Inverse Document Frequency (IDF)#

\(\text{df}\) (Document Frequency) is the count of documents in which the word (term) is present. We consider one occurrence if the term is present in the document at least once, we do not need to know the number of times the term is present in the document.

It will be a vector whose length will be same as that of the vocabulary size (\(|V|=W\)). So, the \(\text{idf}\) for the \(j^{th}\) word will be given by

\[ \text{idf}_j = \text{log}\frac{D}{\text{df}_j} \]

Where \(D\) is the total number of documents.
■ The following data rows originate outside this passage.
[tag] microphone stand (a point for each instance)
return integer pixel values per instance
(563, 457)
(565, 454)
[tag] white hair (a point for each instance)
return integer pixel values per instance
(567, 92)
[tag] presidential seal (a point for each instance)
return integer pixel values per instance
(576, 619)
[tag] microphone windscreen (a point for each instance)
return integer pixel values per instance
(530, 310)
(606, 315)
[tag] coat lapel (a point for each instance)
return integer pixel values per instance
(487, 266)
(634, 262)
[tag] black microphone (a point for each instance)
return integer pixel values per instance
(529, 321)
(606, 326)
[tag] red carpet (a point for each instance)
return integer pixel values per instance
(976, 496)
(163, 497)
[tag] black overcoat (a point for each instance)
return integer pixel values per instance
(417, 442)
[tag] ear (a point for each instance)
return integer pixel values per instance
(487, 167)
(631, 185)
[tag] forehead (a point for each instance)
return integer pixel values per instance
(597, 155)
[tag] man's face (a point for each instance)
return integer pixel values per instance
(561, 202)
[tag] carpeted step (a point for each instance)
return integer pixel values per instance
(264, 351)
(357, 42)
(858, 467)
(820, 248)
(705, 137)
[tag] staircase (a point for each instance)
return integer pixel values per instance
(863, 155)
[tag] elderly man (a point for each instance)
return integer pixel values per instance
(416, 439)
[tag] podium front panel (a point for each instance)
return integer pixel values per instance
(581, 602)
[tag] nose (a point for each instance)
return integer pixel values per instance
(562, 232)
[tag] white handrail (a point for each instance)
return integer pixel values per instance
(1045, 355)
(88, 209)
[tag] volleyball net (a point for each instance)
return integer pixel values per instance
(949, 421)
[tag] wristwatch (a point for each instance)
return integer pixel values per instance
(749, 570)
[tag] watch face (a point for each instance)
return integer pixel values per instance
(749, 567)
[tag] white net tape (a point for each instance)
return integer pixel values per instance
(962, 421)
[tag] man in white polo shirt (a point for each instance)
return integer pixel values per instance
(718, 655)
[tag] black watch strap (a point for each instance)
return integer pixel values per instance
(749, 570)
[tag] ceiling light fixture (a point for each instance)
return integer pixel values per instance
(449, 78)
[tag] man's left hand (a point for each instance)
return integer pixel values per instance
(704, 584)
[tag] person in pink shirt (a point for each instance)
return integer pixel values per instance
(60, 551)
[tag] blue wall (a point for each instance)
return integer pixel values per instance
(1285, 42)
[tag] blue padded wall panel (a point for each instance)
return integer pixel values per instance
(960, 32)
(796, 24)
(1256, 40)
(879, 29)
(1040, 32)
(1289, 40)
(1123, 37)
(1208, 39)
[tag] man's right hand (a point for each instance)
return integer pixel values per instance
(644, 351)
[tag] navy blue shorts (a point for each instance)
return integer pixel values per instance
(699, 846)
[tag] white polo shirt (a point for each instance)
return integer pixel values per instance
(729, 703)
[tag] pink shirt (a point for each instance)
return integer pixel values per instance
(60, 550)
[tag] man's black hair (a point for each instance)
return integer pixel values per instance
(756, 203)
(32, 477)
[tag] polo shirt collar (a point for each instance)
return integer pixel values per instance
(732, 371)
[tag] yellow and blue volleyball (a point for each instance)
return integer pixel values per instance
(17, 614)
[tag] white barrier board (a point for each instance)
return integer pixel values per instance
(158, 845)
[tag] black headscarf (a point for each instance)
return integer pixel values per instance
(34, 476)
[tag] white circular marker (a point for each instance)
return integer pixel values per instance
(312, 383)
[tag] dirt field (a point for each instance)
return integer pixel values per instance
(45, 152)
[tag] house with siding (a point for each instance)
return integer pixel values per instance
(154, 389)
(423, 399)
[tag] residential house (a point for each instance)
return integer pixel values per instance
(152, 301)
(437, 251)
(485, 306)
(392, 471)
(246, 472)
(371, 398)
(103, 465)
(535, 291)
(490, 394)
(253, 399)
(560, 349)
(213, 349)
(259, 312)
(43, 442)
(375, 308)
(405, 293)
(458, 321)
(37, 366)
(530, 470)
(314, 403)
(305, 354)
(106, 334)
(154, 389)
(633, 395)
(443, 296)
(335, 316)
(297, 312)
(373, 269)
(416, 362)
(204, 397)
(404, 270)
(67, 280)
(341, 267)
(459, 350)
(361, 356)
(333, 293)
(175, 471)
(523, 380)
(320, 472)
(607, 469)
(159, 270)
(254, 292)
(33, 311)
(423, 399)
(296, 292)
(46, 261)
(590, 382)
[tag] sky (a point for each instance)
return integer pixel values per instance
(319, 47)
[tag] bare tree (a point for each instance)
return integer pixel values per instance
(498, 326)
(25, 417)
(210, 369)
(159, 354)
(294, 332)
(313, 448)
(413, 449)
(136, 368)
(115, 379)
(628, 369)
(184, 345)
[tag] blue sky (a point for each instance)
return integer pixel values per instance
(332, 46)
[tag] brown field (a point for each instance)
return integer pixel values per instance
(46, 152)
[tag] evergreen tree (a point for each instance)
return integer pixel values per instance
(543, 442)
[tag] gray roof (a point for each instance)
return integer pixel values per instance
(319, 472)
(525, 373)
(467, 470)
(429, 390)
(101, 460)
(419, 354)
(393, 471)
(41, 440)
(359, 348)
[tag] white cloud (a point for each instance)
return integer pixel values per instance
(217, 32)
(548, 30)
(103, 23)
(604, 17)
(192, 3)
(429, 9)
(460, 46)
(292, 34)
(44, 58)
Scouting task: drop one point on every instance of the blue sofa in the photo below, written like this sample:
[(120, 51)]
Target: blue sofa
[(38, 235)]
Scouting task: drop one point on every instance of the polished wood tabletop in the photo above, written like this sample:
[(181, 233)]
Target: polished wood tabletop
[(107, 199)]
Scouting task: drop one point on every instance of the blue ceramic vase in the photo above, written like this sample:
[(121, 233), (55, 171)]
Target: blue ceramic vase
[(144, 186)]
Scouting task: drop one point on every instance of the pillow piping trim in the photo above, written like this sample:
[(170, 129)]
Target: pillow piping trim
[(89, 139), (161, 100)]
idf = [0 for i in range(len(vocab))]
D = len(word_tokens)

for j, word_vocab in enumerate(vocab):
    df = 0
    for document in word_tokens:
        for word in document:
            if word_vocab == word:
                df += 1 
                break
    idf[j] = np.log(D/df)

data = pd.DataFrame(np.array(idf).reshape(1,-1), columns=vocab).round(3)
data
second document is third one this the first
0 1.386 0.288 0.0 1.386 1.386 0.0 0.0 0.693

Calculate TF-IDF#

This is the final step to form TF-IDF matrix of size \((D, W)\) and rows and columns of this matrix are same as the one described for Term Frequency (TF) Matrix section

\[ \text{tfidf}_{ij} = \text{tf}_{ij} \times \text{idf}_j \]
TFIDF = [[0 for j in range(len(vocab))] for i in range(len(word_tokens))]

for i in range(len(word_tokens)):
    for j in range(len(vocab)):
        TFIDF[i][j] = TF[i][j] * idf[j]

data = pd.DataFrame(TFIDF, columns=vocab, index=documents_name).round(3)
data
second document is third one this the first
Document-1 0.000 0.058 0.0 0.000 0.000 0.0 0.0 0.139
Document-2 0.231 0.096 0.0 0.000 0.000 0.0 0.0 0.000
Document-3 0.000 0.000 0.0 0.277 0.277 0.0 0.0 0.000
Document-4 0.000 0.058 0.0 0.000 0.000 0.0 0.0 0.139

From the above table, we can see that TF-IDF of common words ("this", "is", "the") is zero, which shows they are not significant.

On the other hand, the TF-IDF of (“document” , "one", "second", "first", "third") are non-zero. These words have more significance.

Note

Each column of this matrix represents an individual unique word.